« Pourquoi Bourdieu »

présentation de la conférence de Nathalie Heinich par Jean-Claude Guerrini, le 5 décembre 2007 :

« Si nous sommes heureux et honorés de vous accueillir ce soir, Nathalie Heinich, dans le cadre des conférences de l’association de philosophie Aussitôt dit, c’est pour de très nombreuses raisons qui peuvent aisément se comprendre quand on a sous les yeux votre bibliographie. Même sous une forme abrégée, elle est impressionnante. Je la parcourrai en guise de présentation, sans entrer dans les détails, car les titres et les sous-titres de vos ouvrages sont, à tous égards, éloquents. 

Vous êtes sociologue, directeur de recherches au CNRS

Vous avez débuté votre carrière par une thèse sur le statut du peintre et de l’artiste au XVIIe siècle sous la direction de Pierre Bourdieu et avec l’appui vigilant de Louis Marin. Cette thèse a donné lieu à un livre : Du peintre à l’artiste. Artisans et académiciens à l’âge classique publiée quelquesannées plus tard aux éditions de Minuit

Vous vous étiez signalée entre-temps par un livre majeur sur Van Gogh, figure emblématique de l’art moderne. Son titre, La Gloire de Van Gogh. Essai d’anthropologie de l’admiration, indique clairement la démarche originale que vous adoptiez : étudier la réception exceptionnelle d’une œuvre qui aboutit à la production d’un véritable mythe moderne. 

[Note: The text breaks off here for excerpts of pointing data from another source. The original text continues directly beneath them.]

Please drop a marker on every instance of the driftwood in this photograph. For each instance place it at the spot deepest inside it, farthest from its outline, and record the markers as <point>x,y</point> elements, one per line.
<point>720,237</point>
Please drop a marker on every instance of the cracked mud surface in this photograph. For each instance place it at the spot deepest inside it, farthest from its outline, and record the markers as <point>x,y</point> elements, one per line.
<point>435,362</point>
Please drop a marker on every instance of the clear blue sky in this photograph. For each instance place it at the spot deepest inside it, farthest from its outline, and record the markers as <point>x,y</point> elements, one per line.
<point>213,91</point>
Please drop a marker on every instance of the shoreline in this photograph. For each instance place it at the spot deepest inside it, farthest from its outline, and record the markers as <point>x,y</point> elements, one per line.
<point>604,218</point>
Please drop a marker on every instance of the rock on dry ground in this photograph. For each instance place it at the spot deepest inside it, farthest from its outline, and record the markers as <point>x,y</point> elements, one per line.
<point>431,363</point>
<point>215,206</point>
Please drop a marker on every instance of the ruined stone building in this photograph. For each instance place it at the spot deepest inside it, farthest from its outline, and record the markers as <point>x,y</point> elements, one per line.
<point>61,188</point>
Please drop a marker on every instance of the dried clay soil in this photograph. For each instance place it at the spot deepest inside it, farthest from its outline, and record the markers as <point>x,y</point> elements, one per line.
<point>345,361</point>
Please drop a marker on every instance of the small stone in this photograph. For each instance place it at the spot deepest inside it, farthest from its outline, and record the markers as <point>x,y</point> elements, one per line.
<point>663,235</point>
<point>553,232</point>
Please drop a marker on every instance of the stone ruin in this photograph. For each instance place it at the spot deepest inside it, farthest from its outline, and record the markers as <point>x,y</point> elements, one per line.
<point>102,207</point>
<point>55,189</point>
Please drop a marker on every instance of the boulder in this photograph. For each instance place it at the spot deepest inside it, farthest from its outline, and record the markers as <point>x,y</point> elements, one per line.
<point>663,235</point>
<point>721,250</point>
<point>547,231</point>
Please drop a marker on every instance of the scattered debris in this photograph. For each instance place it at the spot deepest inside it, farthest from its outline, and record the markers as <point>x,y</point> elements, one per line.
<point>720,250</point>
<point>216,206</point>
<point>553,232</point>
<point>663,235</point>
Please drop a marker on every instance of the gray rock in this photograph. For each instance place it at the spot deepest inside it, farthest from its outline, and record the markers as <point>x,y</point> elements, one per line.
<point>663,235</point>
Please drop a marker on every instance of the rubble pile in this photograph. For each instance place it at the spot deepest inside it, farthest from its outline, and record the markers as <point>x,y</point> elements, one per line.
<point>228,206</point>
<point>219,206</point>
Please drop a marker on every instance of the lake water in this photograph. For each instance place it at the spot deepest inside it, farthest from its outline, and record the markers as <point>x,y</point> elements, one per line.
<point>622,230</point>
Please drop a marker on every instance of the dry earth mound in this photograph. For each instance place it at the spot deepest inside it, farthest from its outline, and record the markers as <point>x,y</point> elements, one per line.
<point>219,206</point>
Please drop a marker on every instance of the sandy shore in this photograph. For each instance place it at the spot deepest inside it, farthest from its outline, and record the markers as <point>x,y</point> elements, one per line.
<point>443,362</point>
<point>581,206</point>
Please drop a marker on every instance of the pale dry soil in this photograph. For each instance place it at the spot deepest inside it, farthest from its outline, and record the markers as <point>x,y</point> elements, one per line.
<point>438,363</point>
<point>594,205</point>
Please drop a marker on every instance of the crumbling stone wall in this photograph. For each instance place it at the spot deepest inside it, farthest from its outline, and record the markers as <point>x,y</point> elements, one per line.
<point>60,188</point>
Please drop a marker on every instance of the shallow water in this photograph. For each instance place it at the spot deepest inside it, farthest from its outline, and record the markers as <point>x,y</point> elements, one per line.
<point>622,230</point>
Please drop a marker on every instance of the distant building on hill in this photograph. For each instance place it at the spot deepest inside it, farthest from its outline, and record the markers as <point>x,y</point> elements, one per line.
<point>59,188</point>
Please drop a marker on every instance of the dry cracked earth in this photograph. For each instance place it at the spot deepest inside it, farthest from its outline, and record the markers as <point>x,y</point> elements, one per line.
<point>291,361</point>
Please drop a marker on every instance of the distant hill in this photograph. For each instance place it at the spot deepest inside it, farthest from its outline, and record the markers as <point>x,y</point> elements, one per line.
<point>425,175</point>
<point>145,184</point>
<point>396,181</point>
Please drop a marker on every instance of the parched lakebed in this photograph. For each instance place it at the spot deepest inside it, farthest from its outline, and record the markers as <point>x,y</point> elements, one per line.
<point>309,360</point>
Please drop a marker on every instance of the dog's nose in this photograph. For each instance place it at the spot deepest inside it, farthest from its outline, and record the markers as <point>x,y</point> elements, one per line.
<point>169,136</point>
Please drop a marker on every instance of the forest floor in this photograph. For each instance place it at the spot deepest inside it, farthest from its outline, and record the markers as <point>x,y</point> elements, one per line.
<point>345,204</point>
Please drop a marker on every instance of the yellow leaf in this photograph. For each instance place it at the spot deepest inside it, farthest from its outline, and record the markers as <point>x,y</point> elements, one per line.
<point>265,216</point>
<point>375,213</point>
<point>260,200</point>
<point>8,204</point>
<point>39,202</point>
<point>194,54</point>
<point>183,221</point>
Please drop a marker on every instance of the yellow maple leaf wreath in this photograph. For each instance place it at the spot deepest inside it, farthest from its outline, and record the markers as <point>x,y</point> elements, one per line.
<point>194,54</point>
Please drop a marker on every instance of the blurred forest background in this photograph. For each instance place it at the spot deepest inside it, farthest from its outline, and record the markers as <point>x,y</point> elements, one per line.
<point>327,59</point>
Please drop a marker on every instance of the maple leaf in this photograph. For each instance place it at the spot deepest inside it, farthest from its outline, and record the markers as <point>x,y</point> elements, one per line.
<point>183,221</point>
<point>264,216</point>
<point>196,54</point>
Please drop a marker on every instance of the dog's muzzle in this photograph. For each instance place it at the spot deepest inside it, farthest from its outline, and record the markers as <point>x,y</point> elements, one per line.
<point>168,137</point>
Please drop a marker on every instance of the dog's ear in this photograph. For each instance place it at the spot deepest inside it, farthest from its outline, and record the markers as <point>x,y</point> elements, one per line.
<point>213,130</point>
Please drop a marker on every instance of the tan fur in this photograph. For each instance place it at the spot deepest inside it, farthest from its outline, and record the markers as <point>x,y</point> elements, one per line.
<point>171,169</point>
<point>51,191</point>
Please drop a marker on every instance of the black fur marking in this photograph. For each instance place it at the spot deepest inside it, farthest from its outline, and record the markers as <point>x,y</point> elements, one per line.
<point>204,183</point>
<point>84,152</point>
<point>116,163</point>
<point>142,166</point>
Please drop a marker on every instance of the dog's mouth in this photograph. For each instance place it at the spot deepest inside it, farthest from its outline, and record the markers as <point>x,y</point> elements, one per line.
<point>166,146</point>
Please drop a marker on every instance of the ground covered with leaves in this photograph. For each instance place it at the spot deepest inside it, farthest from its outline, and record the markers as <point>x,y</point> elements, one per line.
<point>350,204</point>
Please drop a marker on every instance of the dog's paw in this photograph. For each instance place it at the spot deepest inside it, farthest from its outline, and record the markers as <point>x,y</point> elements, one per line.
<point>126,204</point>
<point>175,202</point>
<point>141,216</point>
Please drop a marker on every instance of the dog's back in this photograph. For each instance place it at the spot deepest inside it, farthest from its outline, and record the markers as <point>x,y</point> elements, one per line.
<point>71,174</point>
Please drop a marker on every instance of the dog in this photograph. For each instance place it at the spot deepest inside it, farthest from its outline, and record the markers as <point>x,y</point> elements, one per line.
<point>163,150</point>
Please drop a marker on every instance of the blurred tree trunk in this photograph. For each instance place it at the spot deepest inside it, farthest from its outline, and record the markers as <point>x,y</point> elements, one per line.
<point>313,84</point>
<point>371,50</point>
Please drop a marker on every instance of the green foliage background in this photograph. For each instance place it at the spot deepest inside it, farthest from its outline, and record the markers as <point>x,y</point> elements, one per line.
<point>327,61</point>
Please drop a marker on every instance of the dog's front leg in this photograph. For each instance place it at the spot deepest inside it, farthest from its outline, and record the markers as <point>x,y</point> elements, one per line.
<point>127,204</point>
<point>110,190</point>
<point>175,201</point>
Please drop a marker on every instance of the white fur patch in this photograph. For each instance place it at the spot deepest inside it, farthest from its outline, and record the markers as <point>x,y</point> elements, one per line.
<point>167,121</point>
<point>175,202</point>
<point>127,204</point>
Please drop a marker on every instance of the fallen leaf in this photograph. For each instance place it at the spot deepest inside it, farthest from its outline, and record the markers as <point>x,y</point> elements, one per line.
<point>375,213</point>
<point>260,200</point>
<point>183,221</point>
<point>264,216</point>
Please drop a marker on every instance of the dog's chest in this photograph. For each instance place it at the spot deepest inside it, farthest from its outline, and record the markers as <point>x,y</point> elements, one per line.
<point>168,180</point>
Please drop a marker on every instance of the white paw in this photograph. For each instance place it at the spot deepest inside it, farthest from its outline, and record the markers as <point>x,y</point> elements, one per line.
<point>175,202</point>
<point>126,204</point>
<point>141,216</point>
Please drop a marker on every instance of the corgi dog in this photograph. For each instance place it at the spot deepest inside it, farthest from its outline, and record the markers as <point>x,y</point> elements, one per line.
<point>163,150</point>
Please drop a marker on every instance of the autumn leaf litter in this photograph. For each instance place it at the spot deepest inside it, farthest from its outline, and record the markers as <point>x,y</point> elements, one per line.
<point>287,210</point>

Plus tard votre attention s’est portée sur l’art contemporain auquel vous avez consacré plusieurs ouvrages : Le Triple jeu de l’art contemporain. Sociologie des arts plastiques, L’Art contemporain exposé aux rejets. Étude de cas et L’Art en conflits. L’œuvre de l’esprit entre droit et sociologie. À l’occasion des controverses entre admirateurs et détracteurs de l’art contemporain vous avez pu mesurer l’importance de la distinction à effectuer entre le vocabulaire de description (des œuvres et des positions en conflits) et le vocabulaire critique, inévitablement investi par les affects, les partis- pris et les systèmes de valeurs des acteurs impliqués. 

Toujours dans le cadre de votre travail de sociologue, vous vous êtes intéressée à la littérature. Et ceci de plusieurs manières. 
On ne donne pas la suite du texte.